Terinformasi, perwakilan BPN Kota Bitung Kasie Survei‐Pemetaan BPN, Anshar Wirawan, menegaskan jika lokasi kedua tanah tersebut letaknya berada sangat jauh.
Robby Supit selaku kuasa dari keluarga Herman Loloh yang ikut hadir dalam pertemuan tersebut, mengatakan jika secara hukum perusahaan menambang di tanah yang bukan milik Devie Ondang.
Ia menarik kesimpulan sederhana bahwa perusahaan menambang di tanah yang secara hukum bukan milik Devie Ondang, apalagi milik PT MSM–PT TTN. Perusahaan harus segera melakukan pembayaran tanah yang telah dijadikan tambang tanpa izin dari Herman Loloh.
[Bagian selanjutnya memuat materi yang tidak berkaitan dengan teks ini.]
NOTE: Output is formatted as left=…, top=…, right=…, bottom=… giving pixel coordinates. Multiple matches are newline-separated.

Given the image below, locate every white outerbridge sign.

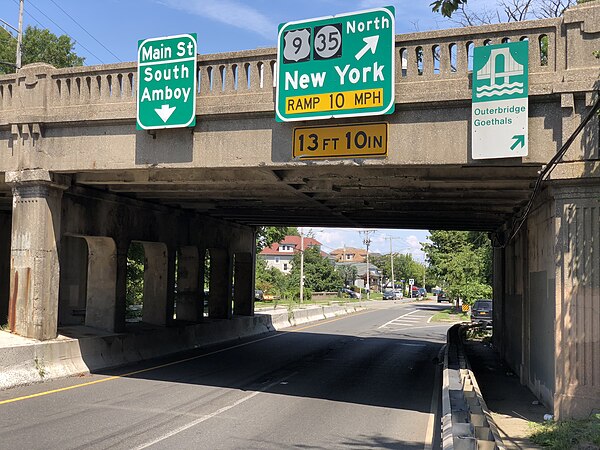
left=137, top=34, right=197, bottom=130
left=471, top=41, right=529, bottom=159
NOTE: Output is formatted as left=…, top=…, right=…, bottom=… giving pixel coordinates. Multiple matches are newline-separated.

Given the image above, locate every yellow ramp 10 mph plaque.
left=293, top=123, right=388, bottom=160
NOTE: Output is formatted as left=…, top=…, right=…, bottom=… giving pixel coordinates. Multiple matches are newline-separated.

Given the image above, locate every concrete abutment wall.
left=5, top=171, right=256, bottom=340
left=496, top=183, right=600, bottom=419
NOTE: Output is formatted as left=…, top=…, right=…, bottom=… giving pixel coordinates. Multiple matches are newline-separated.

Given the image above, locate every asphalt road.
left=0, top=301, right=452, bottom=450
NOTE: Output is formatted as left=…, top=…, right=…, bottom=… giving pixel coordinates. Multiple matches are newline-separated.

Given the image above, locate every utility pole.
left=0, top=1, right=22, bottom=70
left=386, top=236, right=403, bottom=291
left=16, top=0, right=24, bottom=70
left=360, top=230, right=375, bottom=300
left=299, top=232, right=304, bottom=303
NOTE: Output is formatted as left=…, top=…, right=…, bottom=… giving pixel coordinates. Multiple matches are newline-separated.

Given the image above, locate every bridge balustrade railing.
left=0, top=4, right=597, bottom=121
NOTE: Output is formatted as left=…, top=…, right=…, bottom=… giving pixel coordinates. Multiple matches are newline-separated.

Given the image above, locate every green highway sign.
left=276, top=7, right=395, bottom=122
left=471, top=41, right=529, bottom=159
left=137, top=34, right=197, bottom=130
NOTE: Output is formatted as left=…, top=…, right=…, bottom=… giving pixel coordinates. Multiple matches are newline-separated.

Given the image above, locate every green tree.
left=336, top=264, right=358, bottom=287
left=290, top=247, right=343, bottom=293
left=0, top=26, right=84, bottom=74
left=371, top=253, right=426, bottom=288
left=126, top=242, right=145, bottom=310
left=422, top=231, right=492, bottom=305
left=255, top=256, right=289, bottom=297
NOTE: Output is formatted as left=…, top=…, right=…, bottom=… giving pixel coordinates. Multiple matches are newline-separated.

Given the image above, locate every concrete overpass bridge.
left=0, top=4, right=598, bottom=418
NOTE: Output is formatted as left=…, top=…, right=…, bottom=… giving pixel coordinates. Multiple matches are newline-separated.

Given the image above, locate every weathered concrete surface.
left=175, top=246, right=202, bottom=322
left=233, top=252, right=254, bottom=316
left=139, top=242, right=168, bottom=326
left=0, top=7, right=598, bottom=232
left=0, top=4, right=597, bottom=420
left=0, top=211, right=10, bottom=325
left=553, top=185, right=600, bottom=419
left=495, top=182, right=600, bottom=420
left=6, top=171, right=67, bottom=340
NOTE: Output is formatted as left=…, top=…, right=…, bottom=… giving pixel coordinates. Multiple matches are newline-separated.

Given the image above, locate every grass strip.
left=529, top=414, right=600, bottom=449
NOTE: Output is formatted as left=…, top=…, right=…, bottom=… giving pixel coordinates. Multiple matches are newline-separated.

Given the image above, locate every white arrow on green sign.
left=276, top=7, right=395, bottom=122
left=472, top=41, right=528, bottom=159
left=137, top=34, right=197, bottom=130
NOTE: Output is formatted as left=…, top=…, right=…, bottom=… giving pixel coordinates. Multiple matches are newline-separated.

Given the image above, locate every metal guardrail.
left=442, top=323, right=505, bottom=450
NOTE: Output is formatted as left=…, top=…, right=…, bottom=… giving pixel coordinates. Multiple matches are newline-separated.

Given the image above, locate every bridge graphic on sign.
left=476, top=47, right=524, bottom=99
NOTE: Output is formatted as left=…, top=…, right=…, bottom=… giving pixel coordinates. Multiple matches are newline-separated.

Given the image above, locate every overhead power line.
left=47, top=0, right=121, bottom=62
left=12, top=0, right=106, bottom=64
left=504, top=93, right=600, bottom=246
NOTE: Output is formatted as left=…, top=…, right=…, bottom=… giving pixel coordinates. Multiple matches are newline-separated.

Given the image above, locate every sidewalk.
left=465, top=339, right=549, bottom=450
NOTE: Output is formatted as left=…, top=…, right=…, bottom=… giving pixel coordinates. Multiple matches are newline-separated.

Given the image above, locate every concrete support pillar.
left=6, top=171, right=67, bottom=340
left=176, top=246, right=202, bottom=322
left=114, top=243, right=129, bottom=333
left=233, top=252, right=254, bottom=316
left=141, top=242, right=169, bottom=326
left=0, top=212, right=11, bottom=325
left=208, top=248, right=232, bottom=319
left=83, top=237, right=117, bottom=332
left=492, top=245, right=505, bottom=355
left=58, top=237, right=88, bottom=326
left=553, top=185, right=600, bottom=419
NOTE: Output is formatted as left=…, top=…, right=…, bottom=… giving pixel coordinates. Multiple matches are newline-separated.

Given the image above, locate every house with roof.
left=330, top=247, right=367, bottom=263
left=259, top=235, right=323, bottom=274
left=335, top=261, right=382, bottom=291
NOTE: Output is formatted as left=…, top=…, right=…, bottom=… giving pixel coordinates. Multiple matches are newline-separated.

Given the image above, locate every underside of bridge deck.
left=74, top=165, right=541, bottom=231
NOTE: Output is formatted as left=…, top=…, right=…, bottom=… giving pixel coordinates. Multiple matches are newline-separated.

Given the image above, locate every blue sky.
left=2, top=0, right=451, bottom=260
left=3, top=0, right=458, bottom=64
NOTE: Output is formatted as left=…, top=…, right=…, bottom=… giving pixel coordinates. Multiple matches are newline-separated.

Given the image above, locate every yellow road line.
left=0, top=308, right=373, bottom=406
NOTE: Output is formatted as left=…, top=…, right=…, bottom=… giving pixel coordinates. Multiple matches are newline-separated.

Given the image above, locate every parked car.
left=340, top=288, right=361, bottom=299
left=254, top=289, right=264, bottom=301
left=410, top=286, right=426, bottom=298
left=382, top=289, right=395, bottom=300
left=471, top=299, right=493, bottom=324
left=393, top=289, right=403, bottom=299
left=437, top=290, right=449, bottom=303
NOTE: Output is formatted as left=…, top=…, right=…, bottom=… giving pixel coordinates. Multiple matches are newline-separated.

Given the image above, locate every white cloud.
left=158, top=0, right=276, bottom=40
left=405, top=234, right=426, bottom=262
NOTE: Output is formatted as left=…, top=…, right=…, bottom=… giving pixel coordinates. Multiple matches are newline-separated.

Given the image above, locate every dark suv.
left=437, top=291, right=449, bottom=303
left=471, top=299, right=493, bottom=324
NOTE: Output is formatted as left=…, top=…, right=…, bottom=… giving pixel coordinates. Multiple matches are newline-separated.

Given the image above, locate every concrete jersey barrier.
left=442, top=324, right=505, bottom=450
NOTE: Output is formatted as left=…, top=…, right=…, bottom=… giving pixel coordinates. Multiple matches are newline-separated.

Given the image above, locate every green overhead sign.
left=276, top=7, right=395, bottom=122
left=137, top=34, right=197, bottom=130
left=472, top=41, right=529, bottom=159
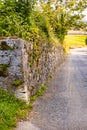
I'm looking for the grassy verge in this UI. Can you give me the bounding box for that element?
[0,84,47,130]
[64,35,87,49]
[0,88,33,130]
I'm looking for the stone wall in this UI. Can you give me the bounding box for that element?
[0,37,65,103]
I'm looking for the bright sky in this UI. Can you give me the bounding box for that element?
[82,8,87,22]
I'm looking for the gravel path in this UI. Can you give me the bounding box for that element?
[16,47,87,130]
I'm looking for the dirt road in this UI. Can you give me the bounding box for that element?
[16,47,87,130]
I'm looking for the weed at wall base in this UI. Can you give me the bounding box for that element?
[30,84,47,102]
[0,88,33,130]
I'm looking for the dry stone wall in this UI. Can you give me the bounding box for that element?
[0,37,65,103]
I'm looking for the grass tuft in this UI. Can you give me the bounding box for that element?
[36,84,47,97]
[12,80,23,87]
[30,84,47,102]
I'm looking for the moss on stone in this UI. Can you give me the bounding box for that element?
[12,80,23,87]
[0,64,9,77]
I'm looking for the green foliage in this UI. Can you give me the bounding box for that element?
[0,88,31,130]
[30,95,37,102]
[53,12,68,43]
[34,12,51,38]
[0,0,36,38]
[40,84,47,91]
[36,84,47,97]
[28,103,33,110]
[12,80,23,87]
[30,84,47,102]
[0,0,87,43]
[0,64,9,77]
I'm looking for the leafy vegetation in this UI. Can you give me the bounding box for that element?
[0,84,46,130]
[36,84,47,96]
[65,35,87,48]
[12,80,23,87]
[0,88,33,130]
[0,64,9,77]
[0,1,87,128]
[0,0,87,44]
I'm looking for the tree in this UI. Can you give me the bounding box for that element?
[0,0,87,43]
[15,0,36,19]
[38,0,87,43]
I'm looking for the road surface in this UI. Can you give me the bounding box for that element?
[16,47,87,130]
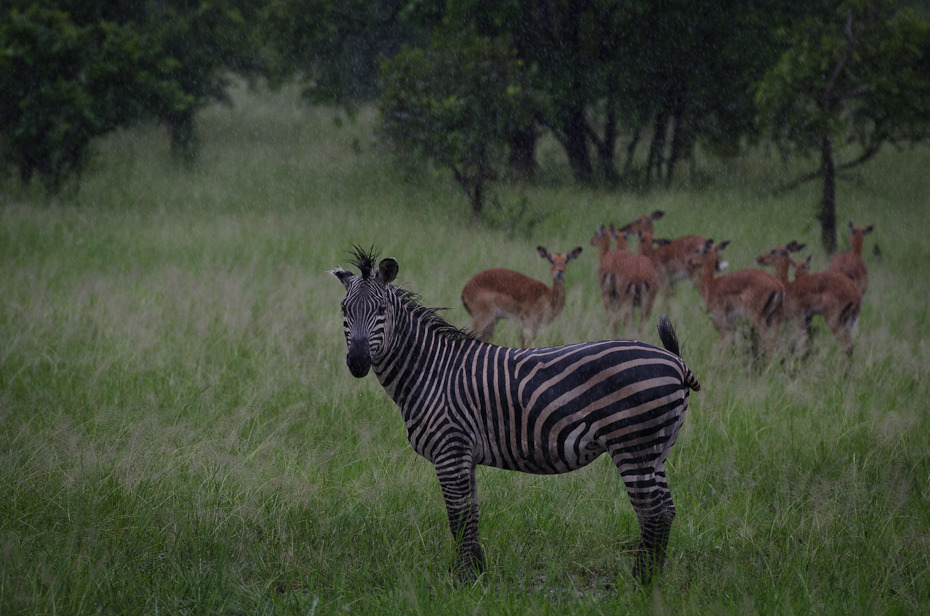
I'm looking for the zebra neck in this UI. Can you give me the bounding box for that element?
[372,301,464,411]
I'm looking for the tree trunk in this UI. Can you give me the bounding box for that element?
[166,109,199,167]
[666,113,684,188]
[596,100,619,186]
[507,125,537,180]
[559,106,593,183]
[819,133,837,254]
[621,127,642,181]
[646,111,669,187]
[472,179,484,221]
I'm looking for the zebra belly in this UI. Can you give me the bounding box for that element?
[477,420,607,475]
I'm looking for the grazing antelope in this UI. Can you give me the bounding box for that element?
[461,245,583,347]
[757,244,861,356]
[334,247,700,583]
[687,240,786,361]
[829,222,874,296]
[589,225,659,336]
[620,210,710,304]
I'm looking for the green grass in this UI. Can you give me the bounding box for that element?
[2,83,929,614]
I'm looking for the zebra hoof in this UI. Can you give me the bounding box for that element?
[451,548,485,583]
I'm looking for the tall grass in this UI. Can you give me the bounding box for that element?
[1,83,929,614]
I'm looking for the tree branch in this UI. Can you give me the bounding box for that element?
[770,139,885,196]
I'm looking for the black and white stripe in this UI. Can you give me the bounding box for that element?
[333,247,700,583]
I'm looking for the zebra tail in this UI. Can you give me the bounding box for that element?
[657,314,701,392]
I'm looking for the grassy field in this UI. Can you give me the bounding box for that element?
[2,84,929,615]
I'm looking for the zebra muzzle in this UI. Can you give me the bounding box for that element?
[346,338,372,378]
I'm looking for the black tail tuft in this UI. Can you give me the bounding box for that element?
[657,314,680,357]
[657,315,701,392]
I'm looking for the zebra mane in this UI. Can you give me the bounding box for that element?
[394,287,477,341]
[348,245,379,279]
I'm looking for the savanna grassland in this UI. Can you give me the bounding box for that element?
[2,84,929,615]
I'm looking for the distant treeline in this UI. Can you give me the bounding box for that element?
[2,1,929,248]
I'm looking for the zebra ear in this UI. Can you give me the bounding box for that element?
[377,258,399,284]
[332,268,355,290]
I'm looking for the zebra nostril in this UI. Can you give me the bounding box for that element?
[346,337,372,378]
[347,354,371,378]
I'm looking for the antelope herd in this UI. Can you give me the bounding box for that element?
[461,212,875,361]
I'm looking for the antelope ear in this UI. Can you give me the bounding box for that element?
[864,225,875,234]
[377,258,399,284]
[651,210,665,221]
[332,268,355,290]
[567,246,583,261]
[537,246,554,262]
[717,240,731,251]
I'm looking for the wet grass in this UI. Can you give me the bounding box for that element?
[1,84,929,614]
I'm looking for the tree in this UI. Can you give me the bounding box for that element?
[378,33,528,219]
[756,0,930,252]
[143,0,264,164]
[614,0,784,188]
[0,0,262,193]
[258,0,412,108]
[413,0,781,188]
[0,5,188,194]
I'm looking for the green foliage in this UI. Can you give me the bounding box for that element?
[379,32,528,218]
[139,0,263,163]
[755,0,930,159]
[258,0,414,106]
[754,0,930,251]
[0,0,261,193]
[0,6,188,194]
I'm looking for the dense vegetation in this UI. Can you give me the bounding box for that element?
[3,1,929,248]
[1,85,928,614]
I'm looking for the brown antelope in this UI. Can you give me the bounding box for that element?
[589,225,659,336]
[620,210,710,303]
[757,244,861,356]
[461,246,583,347]
[792,256,812,278]
[829,222,874,296]
[687,240,786,361]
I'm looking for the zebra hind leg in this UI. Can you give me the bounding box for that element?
[619,465,676,586]
[632,500,676,586]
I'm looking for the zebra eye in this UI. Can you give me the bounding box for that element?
[377,303,387,316]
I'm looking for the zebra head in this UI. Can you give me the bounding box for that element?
[332,248,399,378]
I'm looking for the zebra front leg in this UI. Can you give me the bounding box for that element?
[435,454,485,580]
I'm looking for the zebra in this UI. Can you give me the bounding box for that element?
[332,247,701,584]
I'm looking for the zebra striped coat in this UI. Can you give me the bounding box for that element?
[333,248,700,583]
Karena apabila tidak, maka sesuai dengan pasal 385 KUHP penyerobotan tanah, diancam 2–4 tahun penjara.
“Pasal 263 KUHP pemalsuan surat, 6 tahun a 250 juta itu net kita pikir begini, bayar bahan berapa orang kerjanya puluhan juta itu satu satu dua tiga empat lorong (relevan bila SHM 157 terbukti palsu) untuk Pasal 45 UU 1/2023 (KUHP baru) & PERMA 13/2016 korporasi dapat dipidana, manajemen ikut bertanggung jawab.
Pasal 55 KUHP, siapa pun yang memerintah atau turut serta, ikut dipidana,” jelas Robby.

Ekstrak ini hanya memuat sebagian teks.